Andy Murray might have been making a political point in winning the US Open tennis. The last time a Brit managed that was Fred Perry in 1936, which happened to be a US presidential election year in which a Democratic incumbent – Franklin Delano Roosevelt – was running for a second term in the face of unemployment well over 8 per cent against a Republican with six letters in his last name, Alf Landon. If that doesn’t suggest a Barack Obama victory over Mitt Romney in November, I don’t know what does.
There are a gazillion supposedly foolproof theories predicting election outcomes. They are devised by economists, econometricians, mathematicians, political scientists, pollsters, stock market analysts, online Irish gamblers, psychiatrists, personal trainers, water diviners and smart phones – especially Apple’s. The height and left-handedness of candidates, not to mention hem lines, have been adduced as factors. There is probably an ancient tortoise in Meridian, Mississippi, who has got it right since George Washington’s time. And they all sound plausible, until proven wrong.

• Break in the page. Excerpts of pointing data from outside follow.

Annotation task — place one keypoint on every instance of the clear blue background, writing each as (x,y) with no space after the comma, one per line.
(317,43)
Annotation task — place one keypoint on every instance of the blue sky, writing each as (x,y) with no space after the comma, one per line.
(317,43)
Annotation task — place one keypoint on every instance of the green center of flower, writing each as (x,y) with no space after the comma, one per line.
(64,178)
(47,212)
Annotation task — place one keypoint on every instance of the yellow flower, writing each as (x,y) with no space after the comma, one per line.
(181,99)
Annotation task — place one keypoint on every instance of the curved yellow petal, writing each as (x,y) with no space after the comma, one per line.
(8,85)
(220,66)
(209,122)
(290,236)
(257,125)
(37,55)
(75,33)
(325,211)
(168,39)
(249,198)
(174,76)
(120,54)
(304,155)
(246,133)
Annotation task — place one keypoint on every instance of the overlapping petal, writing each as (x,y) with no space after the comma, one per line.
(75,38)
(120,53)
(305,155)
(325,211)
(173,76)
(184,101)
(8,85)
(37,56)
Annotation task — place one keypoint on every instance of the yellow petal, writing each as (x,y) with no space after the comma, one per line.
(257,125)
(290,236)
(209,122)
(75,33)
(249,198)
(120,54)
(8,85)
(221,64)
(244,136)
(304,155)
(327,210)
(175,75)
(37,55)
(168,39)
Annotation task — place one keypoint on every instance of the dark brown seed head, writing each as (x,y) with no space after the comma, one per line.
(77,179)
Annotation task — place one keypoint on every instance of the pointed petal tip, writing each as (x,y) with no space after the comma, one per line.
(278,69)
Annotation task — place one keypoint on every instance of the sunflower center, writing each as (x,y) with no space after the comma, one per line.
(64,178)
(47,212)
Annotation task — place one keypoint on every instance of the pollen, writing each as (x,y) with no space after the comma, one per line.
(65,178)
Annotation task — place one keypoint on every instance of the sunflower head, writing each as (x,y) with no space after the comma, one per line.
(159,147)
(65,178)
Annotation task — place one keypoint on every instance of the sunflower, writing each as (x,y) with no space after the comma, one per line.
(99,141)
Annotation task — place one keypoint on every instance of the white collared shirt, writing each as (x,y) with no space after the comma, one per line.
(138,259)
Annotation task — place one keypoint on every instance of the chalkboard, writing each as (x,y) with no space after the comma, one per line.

I claim no omniscience in this matter but the iron law post-FDR was that if an elected president seeking a second term took an economic downturn in the first two years of his first term followed by a measurable recovery, he would win. That would seem to favour Mr Romney, except that the US economy, while hardly flourishing, is not as bad as it was.
That, at least, is the current stock market view. Sam Stovall, of Standard & Poor’s, says that if the S&P 500 index is higher on October 31 than on July 31, whichever party holds the White House will retain it. That has been true in every election since 1948, apart from 1968. On July 31 this year the US benchmark index closed at 1,379.32 points, at the time of writing at 1,463.93. At the same time Ben Bernanke of the Federal Reserve and Mario Draghi of the European Central Bank are pulling out the stops – a boost for Mr Obama with seven weeks to go.
Another long unbroken streak of getting it right was baseball’s midsummer All Star game between the National and American Leagues, first played in 1933. If the National League wins, the elected president seeking a second term gets back in, regardless of whether he is a Republican or a Democrat. That happened in 1936 (FDR, also in 1940 and 1944 but third and fourth terms do not count), 1956 (Dwight Eisenhower), 1972 (Richard Nixon), 1984 (Ronald Reagan) and 1996 (Bill Clinton).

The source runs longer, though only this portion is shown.